Entsteht gerade eine Zwickmühle für die Karriere als Jurist?

Wie wird eine Karriere als Jurist nach der aktuellen Krise eigentlich aussehen?

Auch wenn die Pandemie eingehegt wird und Sie gesund bleiben: Die Milliarden, die Deutschland und EU aufwenden, um die Wirtschaft wieder hochzufahren und Massenarbeitslosigkeit zu vermeiden, wird die künftige Steuerlast massiv erhöhen. Besonders betroffen sind alle, die heute ihre Karriere beginnen: Die EU-Milliarden sollen erst in 40 Jahren zurückgeführt sein, begleiten sie also während des gesamten Berufslebens. Als potentielle Gutverdiener werden Sie damit rechnen müssen, entsprechend stark in Anspruch genommen zu werden. Das ist die eine Seite („woher kommt das Geld“).

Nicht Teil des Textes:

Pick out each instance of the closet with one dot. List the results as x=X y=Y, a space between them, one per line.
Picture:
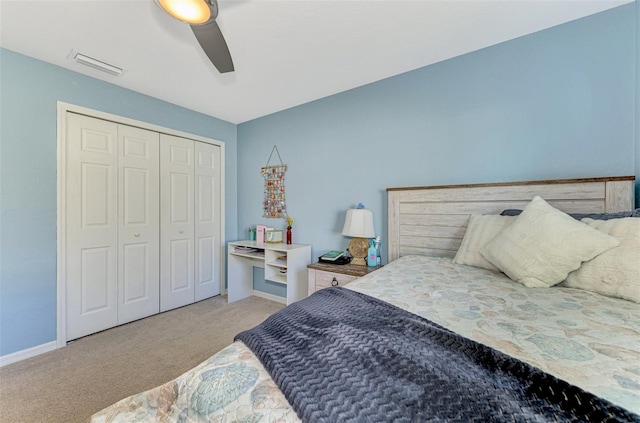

Die andere: Überall werden Forderungen laut, mit der Vergabe dieser Mittel bestimmte Ziele besonders zu fördern. Neben der Nachhaltigkeit ist das erklärte Ziel, die Digitalisierung voranzutreiben. Auf Juristen bezogen, wäre das wohl am Ehesten die Förderung von „Legal-Tech“. Das ist aber nicht nur das digitale Dokumentenmanagement, Spracherkennung und digitale Workflows in der Kanzlei. All diese Dinge werden die Effizienz im Backoffice verbessern und massenhaft Arbeitsplätze von Rechtsanwalts­fachangestellten vernichten. Aber auch den Arbeitsplätzen von Juristen wird ein anderer Zweig der Digialisierung gefährlich: Die Einführung von sogenannter „Legal Tech“. Überall entstehen Internet-basierte Geschäftsmodelle, mit denen (teil-)automatisiert juristische Prozesse abgewickelt werden: Die massenhafte Bearbeitung der Durchsetzung von Fluggastrechten bei Verspätungen, Sanktionsabwehr bei Geschwindigkeitsübertretungen, Forderungsmanagement oder dergleichen.

Die Entwicklung ist absehbar: Juristische Abläufe, die relativ einfach und gleichzeitig strukturierbar, also automatisierungs­fähig sind, werden künftig durch Software abgewickelt. Dies gilt insbesondere dann, wenn es zusätzlich möglich sein sollte, die Eingabe der dafür nötigen Daten durch den Mandanten online selbst vornehmen zu lassen. Wie endgültig diese Entwicklung hin zur „Selbstbedienung“ sein wird, sollten Sie einen Tankwart fragen. Sie kennen keinen? Eben. Das Beispiel ist Ihnen zu abseitig? Dann fragen Sie einen Steuerberater, ob die Erstellung von Einkommensteuer-Erklärungen noch zu seinen Hauptgeschäftsfeldern gehört, bzw. wie viele seiner (Ex-) Mandanten mit einer Software ihre Steuererklärung mittlerweile selbst erstellen?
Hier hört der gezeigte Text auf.